Would rebuilding SSAS indexes/aggregations work? Already know time to process the cubes from Data Warehouse to SSAS can be affected. What real concern is about is end customer-user SSAS querying experience.

Currently implementing Multidimension model in SSAS Cube.

1
Are you at a sufficient scale to be worried about this? You need to have 100GB+ cube sizes before these issues become significant concerns.Mike Honey
Are you sure there is an issue to begin with? That question is about cube processing, not end user querying. A cube has to read all data from a table during processing, which means it needs to crach the compressed buckets in a columnstore's dictionaries to reconstitute rows out of the columns. That's obviously slower than reading the rows directly from another table.Panagiotis Kanavos
End user querying of the SSAS cube won't be affected at all unless the cube has to read from the columnstore. If it has to though, it will probably be faster because a columnstore is a lot faster for aggregate queriesPanagiotis Kanavos
With properly designed and tuned columnstore tables you could use both columnstores and SSAS in DirectQuery modePanagiotis Kanavos
Also check Overview of SSAS Tabular in DirectQuery Mode for SQL Server 2016. It may actually be a good idea for certain scenarios to use SSAS and DirectQuery over columnstore indexes.Panagiotis Kanavos

1 Answers

2
votes

Well, it depends. Let's start from the problem definition.

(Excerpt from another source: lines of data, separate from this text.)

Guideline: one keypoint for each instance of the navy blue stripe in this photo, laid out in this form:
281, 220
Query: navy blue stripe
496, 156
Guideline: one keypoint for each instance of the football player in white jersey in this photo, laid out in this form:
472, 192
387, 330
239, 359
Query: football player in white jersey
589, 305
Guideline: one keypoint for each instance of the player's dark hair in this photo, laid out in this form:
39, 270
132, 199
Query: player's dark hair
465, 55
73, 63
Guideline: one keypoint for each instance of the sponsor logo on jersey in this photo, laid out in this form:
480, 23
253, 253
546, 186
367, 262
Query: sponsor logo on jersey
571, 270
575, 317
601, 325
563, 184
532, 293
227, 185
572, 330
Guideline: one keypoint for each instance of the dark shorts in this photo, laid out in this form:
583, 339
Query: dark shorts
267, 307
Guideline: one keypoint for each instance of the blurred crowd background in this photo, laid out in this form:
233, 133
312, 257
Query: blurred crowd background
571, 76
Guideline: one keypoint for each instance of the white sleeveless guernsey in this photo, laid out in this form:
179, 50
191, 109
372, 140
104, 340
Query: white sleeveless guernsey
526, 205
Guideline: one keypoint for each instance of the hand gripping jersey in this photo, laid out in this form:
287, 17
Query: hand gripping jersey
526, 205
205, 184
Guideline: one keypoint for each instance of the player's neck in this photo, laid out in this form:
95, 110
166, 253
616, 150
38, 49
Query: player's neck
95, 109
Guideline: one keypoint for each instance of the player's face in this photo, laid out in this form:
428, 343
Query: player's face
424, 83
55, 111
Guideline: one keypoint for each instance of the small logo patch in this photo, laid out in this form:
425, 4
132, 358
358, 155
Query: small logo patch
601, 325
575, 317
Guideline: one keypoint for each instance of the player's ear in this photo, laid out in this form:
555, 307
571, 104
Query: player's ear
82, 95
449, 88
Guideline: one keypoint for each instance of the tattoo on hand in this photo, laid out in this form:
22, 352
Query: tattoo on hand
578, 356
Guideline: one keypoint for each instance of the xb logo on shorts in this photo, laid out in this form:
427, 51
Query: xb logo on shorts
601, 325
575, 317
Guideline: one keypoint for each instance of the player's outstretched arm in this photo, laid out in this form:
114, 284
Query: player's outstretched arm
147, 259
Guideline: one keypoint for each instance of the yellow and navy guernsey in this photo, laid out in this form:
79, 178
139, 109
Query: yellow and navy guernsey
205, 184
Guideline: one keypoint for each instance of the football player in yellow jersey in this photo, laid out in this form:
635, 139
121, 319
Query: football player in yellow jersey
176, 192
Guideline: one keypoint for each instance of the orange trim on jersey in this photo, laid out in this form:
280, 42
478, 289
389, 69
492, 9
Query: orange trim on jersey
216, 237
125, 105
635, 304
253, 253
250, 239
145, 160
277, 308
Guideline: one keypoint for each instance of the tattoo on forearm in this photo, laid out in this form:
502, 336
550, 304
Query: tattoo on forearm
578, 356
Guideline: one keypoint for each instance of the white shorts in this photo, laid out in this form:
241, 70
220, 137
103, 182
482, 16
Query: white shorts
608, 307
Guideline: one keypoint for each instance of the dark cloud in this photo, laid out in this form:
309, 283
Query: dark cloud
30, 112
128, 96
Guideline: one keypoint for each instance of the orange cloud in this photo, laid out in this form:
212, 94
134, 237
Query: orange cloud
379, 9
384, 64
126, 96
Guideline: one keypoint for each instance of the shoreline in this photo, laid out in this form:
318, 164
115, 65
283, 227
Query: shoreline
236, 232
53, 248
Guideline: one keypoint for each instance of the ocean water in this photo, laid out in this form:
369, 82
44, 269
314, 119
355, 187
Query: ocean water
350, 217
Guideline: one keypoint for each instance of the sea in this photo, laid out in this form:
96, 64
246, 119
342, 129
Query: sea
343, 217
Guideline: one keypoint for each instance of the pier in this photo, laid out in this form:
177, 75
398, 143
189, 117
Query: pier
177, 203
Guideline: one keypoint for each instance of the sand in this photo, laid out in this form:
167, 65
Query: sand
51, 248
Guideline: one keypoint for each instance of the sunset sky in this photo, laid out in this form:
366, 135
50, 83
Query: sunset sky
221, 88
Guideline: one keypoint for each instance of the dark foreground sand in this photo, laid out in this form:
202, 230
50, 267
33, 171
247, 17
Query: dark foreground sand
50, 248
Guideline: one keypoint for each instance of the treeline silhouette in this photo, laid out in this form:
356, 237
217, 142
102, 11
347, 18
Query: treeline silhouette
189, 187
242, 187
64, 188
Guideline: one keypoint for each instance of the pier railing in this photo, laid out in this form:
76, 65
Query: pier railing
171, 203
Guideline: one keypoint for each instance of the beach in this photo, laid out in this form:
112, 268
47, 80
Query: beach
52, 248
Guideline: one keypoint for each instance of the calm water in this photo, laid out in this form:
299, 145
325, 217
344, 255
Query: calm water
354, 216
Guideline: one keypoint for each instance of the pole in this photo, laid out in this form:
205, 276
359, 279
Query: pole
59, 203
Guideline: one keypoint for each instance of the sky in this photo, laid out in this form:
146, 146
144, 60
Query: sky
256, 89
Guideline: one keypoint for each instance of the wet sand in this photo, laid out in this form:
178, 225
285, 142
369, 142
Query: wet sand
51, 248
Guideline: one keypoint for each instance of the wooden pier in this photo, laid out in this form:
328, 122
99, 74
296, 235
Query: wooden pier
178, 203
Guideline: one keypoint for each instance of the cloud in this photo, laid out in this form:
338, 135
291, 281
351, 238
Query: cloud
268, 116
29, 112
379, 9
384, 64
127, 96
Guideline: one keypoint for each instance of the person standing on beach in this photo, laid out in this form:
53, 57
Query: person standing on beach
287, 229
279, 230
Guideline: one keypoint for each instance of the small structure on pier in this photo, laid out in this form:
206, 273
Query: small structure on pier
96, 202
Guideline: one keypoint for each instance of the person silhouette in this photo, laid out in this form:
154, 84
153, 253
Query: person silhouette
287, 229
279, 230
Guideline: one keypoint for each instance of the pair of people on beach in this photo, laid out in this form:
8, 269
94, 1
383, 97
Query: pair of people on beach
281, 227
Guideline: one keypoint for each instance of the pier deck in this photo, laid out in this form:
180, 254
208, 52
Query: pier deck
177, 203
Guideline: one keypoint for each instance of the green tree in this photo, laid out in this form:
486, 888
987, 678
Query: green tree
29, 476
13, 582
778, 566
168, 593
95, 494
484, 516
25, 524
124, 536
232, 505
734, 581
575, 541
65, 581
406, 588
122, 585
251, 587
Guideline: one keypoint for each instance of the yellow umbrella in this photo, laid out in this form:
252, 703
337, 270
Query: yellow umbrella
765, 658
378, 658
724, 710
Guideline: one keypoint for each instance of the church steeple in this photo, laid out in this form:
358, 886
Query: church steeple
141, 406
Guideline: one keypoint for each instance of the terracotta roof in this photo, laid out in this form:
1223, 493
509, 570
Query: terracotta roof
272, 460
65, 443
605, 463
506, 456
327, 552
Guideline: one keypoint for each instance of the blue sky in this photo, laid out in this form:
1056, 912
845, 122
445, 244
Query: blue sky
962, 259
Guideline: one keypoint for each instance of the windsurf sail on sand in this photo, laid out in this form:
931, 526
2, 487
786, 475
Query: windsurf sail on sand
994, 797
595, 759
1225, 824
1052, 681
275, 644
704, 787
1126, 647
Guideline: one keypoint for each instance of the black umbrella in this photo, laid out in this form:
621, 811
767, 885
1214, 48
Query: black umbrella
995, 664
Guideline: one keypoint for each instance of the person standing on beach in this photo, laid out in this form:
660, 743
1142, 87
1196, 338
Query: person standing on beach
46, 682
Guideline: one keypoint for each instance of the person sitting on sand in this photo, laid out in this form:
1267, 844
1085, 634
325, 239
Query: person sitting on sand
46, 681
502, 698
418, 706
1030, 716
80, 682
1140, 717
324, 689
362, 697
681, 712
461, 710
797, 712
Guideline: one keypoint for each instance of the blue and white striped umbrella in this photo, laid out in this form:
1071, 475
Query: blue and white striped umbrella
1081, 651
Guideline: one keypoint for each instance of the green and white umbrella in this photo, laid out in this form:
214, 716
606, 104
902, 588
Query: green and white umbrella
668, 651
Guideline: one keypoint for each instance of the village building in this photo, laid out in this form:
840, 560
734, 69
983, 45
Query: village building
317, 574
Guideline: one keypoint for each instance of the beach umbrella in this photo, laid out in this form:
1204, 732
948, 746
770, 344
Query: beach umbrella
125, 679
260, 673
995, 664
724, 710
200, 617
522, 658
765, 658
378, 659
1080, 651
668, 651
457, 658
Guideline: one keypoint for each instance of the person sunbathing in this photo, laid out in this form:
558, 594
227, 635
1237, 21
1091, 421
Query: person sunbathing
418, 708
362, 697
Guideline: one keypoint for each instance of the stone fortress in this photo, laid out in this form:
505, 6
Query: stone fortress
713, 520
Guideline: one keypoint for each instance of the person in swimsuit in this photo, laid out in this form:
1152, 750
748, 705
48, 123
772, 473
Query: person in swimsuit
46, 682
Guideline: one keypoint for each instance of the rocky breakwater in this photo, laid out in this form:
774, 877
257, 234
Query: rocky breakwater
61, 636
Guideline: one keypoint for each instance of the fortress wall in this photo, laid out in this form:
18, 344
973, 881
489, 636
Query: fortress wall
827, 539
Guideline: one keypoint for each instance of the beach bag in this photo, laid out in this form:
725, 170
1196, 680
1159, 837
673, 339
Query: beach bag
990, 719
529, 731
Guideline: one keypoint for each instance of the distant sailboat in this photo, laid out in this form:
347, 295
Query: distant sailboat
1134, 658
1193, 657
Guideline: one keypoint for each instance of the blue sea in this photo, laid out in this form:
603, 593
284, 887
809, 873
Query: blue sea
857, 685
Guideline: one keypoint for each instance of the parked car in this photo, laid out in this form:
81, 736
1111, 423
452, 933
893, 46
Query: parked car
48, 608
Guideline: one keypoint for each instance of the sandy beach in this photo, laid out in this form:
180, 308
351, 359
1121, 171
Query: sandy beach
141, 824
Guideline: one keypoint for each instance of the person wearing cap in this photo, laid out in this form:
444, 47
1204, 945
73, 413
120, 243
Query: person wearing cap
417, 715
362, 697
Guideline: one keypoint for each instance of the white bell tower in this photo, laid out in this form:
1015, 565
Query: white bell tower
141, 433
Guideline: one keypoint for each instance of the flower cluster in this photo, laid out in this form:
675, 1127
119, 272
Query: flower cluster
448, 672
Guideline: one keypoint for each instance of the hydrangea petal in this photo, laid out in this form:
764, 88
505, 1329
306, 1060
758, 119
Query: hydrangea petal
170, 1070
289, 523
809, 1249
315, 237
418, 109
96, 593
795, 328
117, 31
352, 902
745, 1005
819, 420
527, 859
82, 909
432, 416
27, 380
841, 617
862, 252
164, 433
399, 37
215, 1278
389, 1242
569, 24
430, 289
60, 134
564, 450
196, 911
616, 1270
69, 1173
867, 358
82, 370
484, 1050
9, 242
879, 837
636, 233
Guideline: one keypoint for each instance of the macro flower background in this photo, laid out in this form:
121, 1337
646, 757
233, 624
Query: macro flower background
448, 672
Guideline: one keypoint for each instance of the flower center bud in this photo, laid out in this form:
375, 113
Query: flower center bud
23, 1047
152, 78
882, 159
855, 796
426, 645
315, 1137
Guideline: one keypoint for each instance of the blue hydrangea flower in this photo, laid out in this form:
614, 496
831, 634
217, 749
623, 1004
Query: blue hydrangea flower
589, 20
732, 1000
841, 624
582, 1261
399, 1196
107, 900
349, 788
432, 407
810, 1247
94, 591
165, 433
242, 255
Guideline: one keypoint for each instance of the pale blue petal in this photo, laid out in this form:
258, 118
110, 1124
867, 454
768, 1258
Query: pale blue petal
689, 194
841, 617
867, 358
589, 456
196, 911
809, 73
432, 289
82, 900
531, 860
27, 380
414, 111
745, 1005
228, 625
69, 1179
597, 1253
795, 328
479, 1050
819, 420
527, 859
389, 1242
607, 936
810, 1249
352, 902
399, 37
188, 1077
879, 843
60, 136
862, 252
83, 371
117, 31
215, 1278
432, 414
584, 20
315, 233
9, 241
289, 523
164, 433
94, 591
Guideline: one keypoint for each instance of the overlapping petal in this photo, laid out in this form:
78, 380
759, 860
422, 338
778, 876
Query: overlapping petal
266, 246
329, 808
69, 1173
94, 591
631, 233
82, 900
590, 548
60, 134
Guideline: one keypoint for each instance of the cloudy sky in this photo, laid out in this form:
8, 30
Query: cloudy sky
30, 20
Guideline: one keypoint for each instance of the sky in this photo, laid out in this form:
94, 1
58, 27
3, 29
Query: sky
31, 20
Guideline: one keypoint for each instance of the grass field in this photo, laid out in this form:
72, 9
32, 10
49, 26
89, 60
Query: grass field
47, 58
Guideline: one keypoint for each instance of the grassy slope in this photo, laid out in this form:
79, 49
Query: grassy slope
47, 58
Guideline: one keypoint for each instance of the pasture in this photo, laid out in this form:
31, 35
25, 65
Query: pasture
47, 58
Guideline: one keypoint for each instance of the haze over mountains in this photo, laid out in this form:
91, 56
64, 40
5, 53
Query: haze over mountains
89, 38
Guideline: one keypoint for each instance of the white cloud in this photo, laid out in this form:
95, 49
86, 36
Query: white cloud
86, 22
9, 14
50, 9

  • SSAS multidimensional performs better when fed ordered data on processing step. This article gives you reasons why and insights on data ordering.
  • SSAS Index and Aggregations processing will not fix source data being not ordered; therefore, it will not fix problems described above. These processing tasks build artifacts based on data received, and it cannot fix problems with the data itself.
  • MS SQL Columnstore Index is roughly a new storage technology -- columnstore compression applied to heap tables. This gives fast insert (no indexes, no pre-sort required) compared to table with Clustered Index. Downside - SELECT query on table with Clustered Index is likely to return rows ordered on Clustered Index base (unless you set ordering with ORDER BY statement), while the same query on the Clustered Columnstore table will yield unsorted data.
    This problem of unsorted data with Clustered Columnstore index affects not only SSAS, it degrades query performance when CCI could do so called segment elimination. There are some techniques to defeat that - sorting data before converting regular table to CCI or sorting data on load to CCI table.
  • The main problem of the discussion you mentioned is that data ordering is done with additional views on SQL level. Then author defines partitions on SSAS, and reports that SSAS generated queries have suboptimal execution plans.

Regarding SSAS performance on unordered data. It certainly will be suboptimal, but to what extent? In fact, only tests will show it; it can depend on multitude of factors - initial data set, cube design, end user queries. Growth of cube structures will slow down operations, but how much? From the experience - I would bother and give efforts to provide data ordering if cube is 100+ GB and its biggest partition/measure group is more than 10% of RAM used by SSAS. In other circumstances I would not bother about such problem.

Ordering data from CCI. First, avoid obsolete syntax

SELECT TOP 2147483647 ... FROM ... ORDER BY ...  

Use ANSI-compliant and less restrictive

SELECT ... FROM ... ORDER BY ... OFFSET 0 ROWS  

Regarding suboptimal execution plan when used in SSAS Partition definition. Unfortunately, SSAS query generation engine does not allow magical option (recompile). Again, if this is a serious problem - define a table-valued function (parametric view) to achieve optimal execution plan, and use this TVF in SSAS partition definition.

If this is the first implementation of the project - I would go without such measures and report it as project risks which require attention on go productive and possibly - additional efforts after.

Unfortunately, rebuilding SSAS indexes/aggregations will not improve the situation. You need to pre-sort data on DB query level when feeding into SSAS.